We note that Appellant signed a plea agreement formally agreeing to plead guilty to first degree murder. Hanley's present, appellate counsel tells us: "Effectively, MR. HANLEY admitted to kidnapping Mr. Bramlet. . . ." (although he stated that he had nothing to do with shooting him.) At the March 2, 1978 plea hearing, in response to the deputy district attorney's questioning, Mr. Hanley tells us: "And I was at McCarran Airport, and I did abduct Al Bramlet * * * I stuck a gun in his back and warned him that if he resisted, I would shoot him." During the course of the kidnapping activity, Hanley "became aware" the "Mr. Bramlet was not going to be allowed to go back to town." Hanley testified that he heard the gunshots and was thereafter, with the aid of one of the other abductors, engaged in "undressing Mr. Bramlet and moving his body." Next Hanley "began to secrete, seclude it (Bramlet's body) by means of placing stones over it. . . ."
We find the foregoing to constitute a very clear admission to first degree murder, "committed in the perpetration . . . of . . . kidnapping. . . ." as defined by NRS 200.030, in effect at the time of commission of the offense.
As a consequence of the admissions made by appellant during the canvassing process at his plea hearing, we must find that his plea was entered knowingly, voluntarily, understandingly and in conformity with constitutional and statutory requirements.
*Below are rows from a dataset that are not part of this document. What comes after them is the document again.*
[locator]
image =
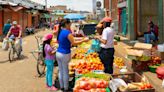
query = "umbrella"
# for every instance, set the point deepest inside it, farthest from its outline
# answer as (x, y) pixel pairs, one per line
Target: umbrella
(74, 16)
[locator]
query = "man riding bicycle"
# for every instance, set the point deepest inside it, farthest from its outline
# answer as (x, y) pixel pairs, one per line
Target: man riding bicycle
(15, 33)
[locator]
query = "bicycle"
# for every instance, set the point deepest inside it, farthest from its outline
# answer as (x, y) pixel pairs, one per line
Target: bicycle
(39, 58)
(13, 50)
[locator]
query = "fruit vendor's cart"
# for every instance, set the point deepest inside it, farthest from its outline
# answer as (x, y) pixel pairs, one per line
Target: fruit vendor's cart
(142, 57)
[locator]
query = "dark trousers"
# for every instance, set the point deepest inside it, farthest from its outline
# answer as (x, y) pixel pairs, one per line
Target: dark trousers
(107, 57)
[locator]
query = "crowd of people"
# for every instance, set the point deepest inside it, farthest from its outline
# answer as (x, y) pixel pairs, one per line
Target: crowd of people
(66, 40)
(105, 32)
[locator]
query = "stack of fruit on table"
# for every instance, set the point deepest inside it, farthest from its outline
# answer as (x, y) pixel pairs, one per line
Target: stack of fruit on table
(86, 84)
(118, 62)
(89, 63)
(79, 53)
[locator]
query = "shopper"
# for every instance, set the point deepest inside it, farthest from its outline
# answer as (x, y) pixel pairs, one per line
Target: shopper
(106, 53)
(56, 26)
(152, 33)
(6, 27)
(63, 54)
(15, 33)
(48, 53)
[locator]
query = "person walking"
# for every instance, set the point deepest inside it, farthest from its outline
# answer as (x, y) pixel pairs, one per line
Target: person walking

We do not see from this record that appellant was ever deprived of effective counsel and reject his contention that the delay in granting an evidentiary hearing placed him in a "perilous paradoxical" position. If there be any error here, it is not substantial or prejudicial.
Appellant also claims that his agreement to plead guilty was made on the basis of some parole understanding and reliance that the prosecutor would stand mute during sentencing.
The only corroborating evidence presented by Hanley to support this contention at the evidentiary hearing was a letter purportedly sent by Hanley and his father to their attorney on March 8, 1978. His father testified that the prosecution had promised to stand mute. However, this testimony was stricken.
Hanley's former attorneys testified at the evidentiary hearing that the state had "absolutely not" agreed to stand silent. The deputy district attorney who negotiated the agreement testified that it was made clear to Hanley that the State reserved the right to argue. The plea agreement which was signed by Hanley states that "the State reserves the right to argue at the time of sentencing." Even if Hanley mistakenly believed that the State would stand mute, it is not sufficient to invalidate the plea as unknowing. Rouse v. State, 91 Nev. 677, 541 P.2d 643 (1975).
The final point made by appellant is that the deputy district attorney's remarks at sentencing were so improper as to require reversal.
The State furnished Hanley with a copy of the presentence report three and one-half hours before the hearing. The case at bar is distinguished from U.S. v. Woody, 567 F.2d 1553 (5th Cir., 1978), relied on by appellant, because in that case undisclosed portions of the presentence report were unauthorized under Federal Rules Criminal Procedure, rule 32(c)(3).
At the conclusion of the evidentiary hearing, the judge who had imposed sentence stated that when he was determining sentence, he tried to justify a lesser sentence but was unable to do so because of Hanley's criminal history. No mention was made of the impact of the district attorney's argument at sentencing.
Since there is no indication of any such impact from the record as it stands without the presentence report, this court may refrain from interfering with the sentence imposed. Silks v. State, 92 Nev. 91, 545 P.2d 1159 (1976).
In all respects, the judgment of the district court is affirmed.
GUNDERSON, C.J., and MANOUKIAN, BATJER, and MOWBRAY, JJ., concur.